Если дать понять этому естественному читателю, что по крайней мере один из подлинных смыслов биографии великого человека состоит в продолжении пушкинской цитаты: «Врете, подлецы: он и мал и мерзок – не так, как вы, – иначе!» – то жизнеописание тут же станет ему неинтересно. Или заинтересует как курьез особого рода, афористически сформулированного в «Двенадцати стульях»: «Вот люди жили!»

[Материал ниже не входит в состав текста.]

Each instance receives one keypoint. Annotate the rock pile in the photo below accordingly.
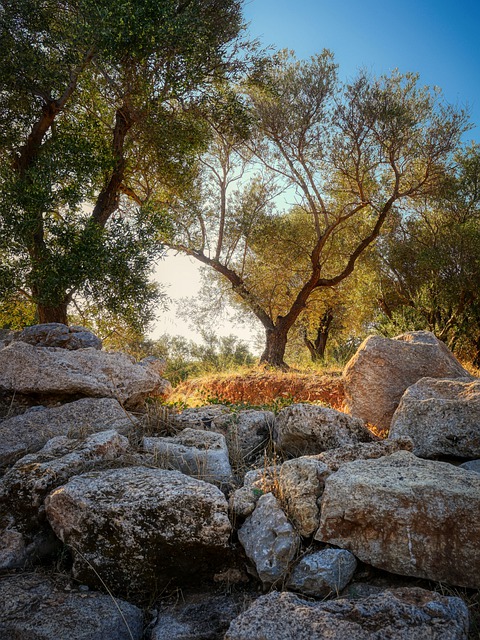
(139, 512)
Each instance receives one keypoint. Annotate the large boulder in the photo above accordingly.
(399, 614)
(301, 485)
(140, 528)
(382, 369)
(303, 429)
(322, 573)
(26, 485)
(30, 431)
(269, 540)
(442, 417)
(50, 371)
(55, 334)
(201, 454)
(406, 515)
(256, 483)
(335, 458)
(34, 607)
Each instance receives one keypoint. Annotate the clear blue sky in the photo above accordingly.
(439, 39)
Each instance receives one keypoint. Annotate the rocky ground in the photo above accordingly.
(121, 519)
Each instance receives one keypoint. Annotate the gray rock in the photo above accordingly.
(471, 465)
(30, 431)
(26, 485)
(198, 617)
(201, 454)
(269, 540)
(55, 334)
(406, 515)
(140, 528)
(31, 370)
(34, 608)
(400, 614)
(13, 553)
(382, 369)
(301, 486)
(203, 418)
(322, 573)
(303, 429)
(255, 484)
(335, 458)
(442, 417)
(245, 431)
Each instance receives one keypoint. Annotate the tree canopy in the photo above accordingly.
(99, 116)
(347, 155)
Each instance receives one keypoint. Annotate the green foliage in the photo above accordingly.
(101, 118)
(346, 155)
(430, 263)
(187, 359)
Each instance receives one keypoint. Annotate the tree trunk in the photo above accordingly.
(49, 313)
(317, 348)
(276, 343)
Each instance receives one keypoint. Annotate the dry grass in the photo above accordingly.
(261, 386)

Наш гипотетический читатель все время меряется с персонажами своей собственной судьбой и должен или замереть в восхищении, или похлопать по плечу: «Ну что, брат Пушкин?» И ответ уже давно запечатлен Гоголем: «”Да так, брат, – отвечает, бывало, – так как-то все…” Большой оригинал». Замирает в восхищении наш герой перед каким-нибудь душегубом вроде Сталина или прославленной красавицей, как Лиля Брик. Это ведь о ней за последнее время изданы десятки книг, точнее всего смысл которых определяет название чуть ли не самой бездарной: «Лиля Брик: Биография великой любовницы». А всех прочих хочется хлопнуть по плечу и вслух помечтать: «Эх, мы бы с Серегой…»

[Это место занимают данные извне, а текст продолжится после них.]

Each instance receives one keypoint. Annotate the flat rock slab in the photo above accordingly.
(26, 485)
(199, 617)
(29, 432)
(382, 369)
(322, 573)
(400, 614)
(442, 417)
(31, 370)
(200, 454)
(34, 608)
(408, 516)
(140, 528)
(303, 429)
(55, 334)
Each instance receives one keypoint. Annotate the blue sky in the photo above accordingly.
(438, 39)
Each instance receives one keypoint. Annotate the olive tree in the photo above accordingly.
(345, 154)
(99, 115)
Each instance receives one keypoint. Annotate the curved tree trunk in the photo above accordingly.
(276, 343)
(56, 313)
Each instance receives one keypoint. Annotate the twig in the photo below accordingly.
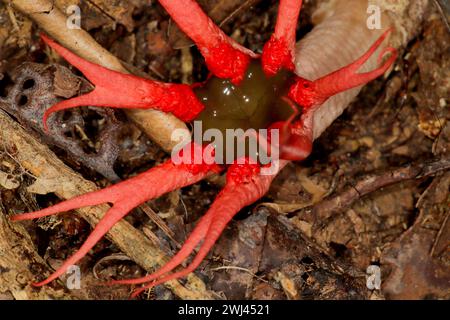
(20, 264)
(65, 183)
(324, 209)
(157, 125)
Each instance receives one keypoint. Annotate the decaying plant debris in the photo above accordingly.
(292, 246)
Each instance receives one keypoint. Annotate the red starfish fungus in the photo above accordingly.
(226, 60)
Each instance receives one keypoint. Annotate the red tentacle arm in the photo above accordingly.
(125, 196)
(314, 93)
(224, 57)
(244, 186)
(278, 52)
(118, 90)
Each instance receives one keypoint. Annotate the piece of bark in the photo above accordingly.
(157, 125)
(54, 176)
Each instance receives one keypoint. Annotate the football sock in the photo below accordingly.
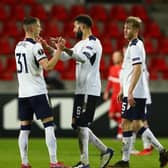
(51, 143)
(23, 145)
(127, 145)
(83, 143)
(97, 142)
(133, 140)
(146, 142)
(149, 135)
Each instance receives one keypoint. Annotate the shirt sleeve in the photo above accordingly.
(64, 56)
(38, 52)
(87, 53)
(136, 55)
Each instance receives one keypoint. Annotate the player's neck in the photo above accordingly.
(134, 37)
(86, 34)
(28, 35)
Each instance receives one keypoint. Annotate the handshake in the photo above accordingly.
(55, 43)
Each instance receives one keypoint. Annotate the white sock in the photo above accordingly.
(23, 145)
(127, 146)
(146, 142)
(51, 143)
(149, 135)
(83, 143)
(97, 142)
(133, 140)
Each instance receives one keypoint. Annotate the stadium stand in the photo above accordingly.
(108, 24)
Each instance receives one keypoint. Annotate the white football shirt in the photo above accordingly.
(88, 54)
(31, 81)
(134, 54)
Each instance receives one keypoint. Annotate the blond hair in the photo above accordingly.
(135, 21)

Соблюсти баланс между двумя этими крайностями необычайно трудно. Проще всего пойти на поводу у читательских ожиданий. Но вряд ли стоит особо разбирать такие сочинения, имя которым легион. Гораздо интереснее посмотреть, как выходят из положения опытные и талантливые литераторы, взявшиеся за такое дело. Вряд ли случайны дискуссии о «Пастернаке» Д. Быкова или биографии Есенина, написанной О. Лекмановым и М. Свердловым. Совершенно разные по своим внутренним качествам, по манере письма, по самим принципам подхода, они тем не менее вызывают на спор (и получают отзывы от восторженных до откровенно заушательских) именно потому, что в них отсутствует подлаживание под читателя. Авторам важно «дойти до самой сути» своего героя, исходя из собственного, высокого прочтения его творений, используя максимально возможное количество информации, накопившейся о нем, но в то же время не переступая границ исторической правды. Мы можем с ними не соглашаться в том или другом, но нельзя им отказать в стремлении понять поэта и его эпоху не по собственному произволу, а по законам, ими самими над собой поставленными.

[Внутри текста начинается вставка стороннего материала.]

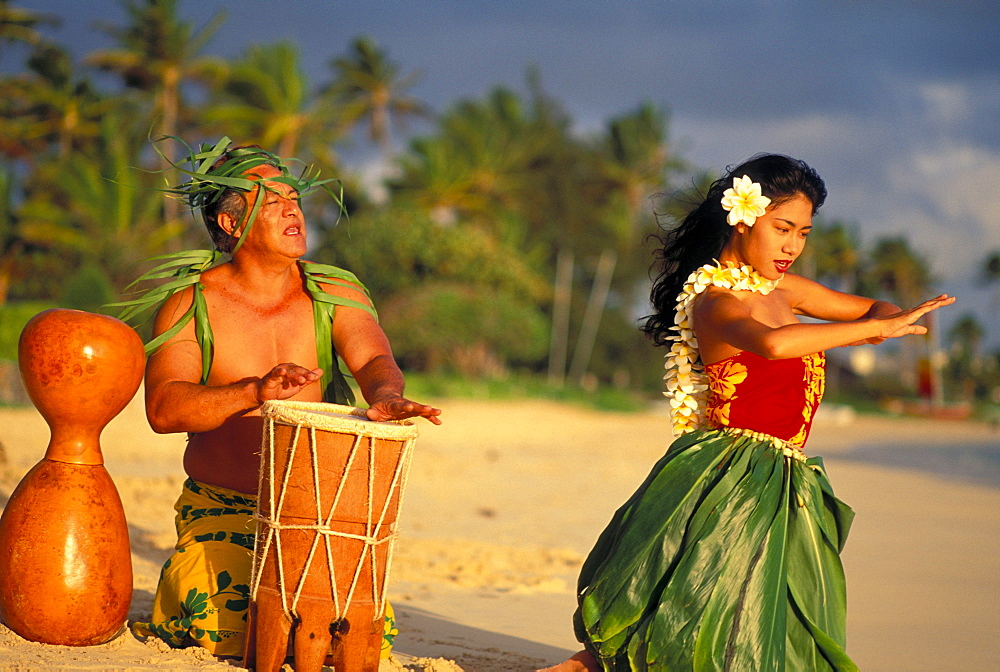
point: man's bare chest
(250, 339)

Именно такого же отношения мы ожидали и от книги Аллы Марченко «Ахматова: Жизнь»[1473]. Побуждали к этому и воспоминания о ее прекрасной документальной повести «С подорожной по казенной надобности», и не раз читанная книга «Поэтический мир Есенина» – едва ли не лучшее исследование о его поэзии. Да и отдельные главы нынешней книги, печатавшиеся предварительно в журналах, тоже казались незаурядными и живо интересными (например, «Новый мир». 2006. № 12; «Дружба народов». 2006. № 10; «Знамя». 2004. № 5). Увы, появившаяся книга представляется не только не сопоставимой с двумя прежними, но даже и хуже своих отдельных частей, прочитанных ранее.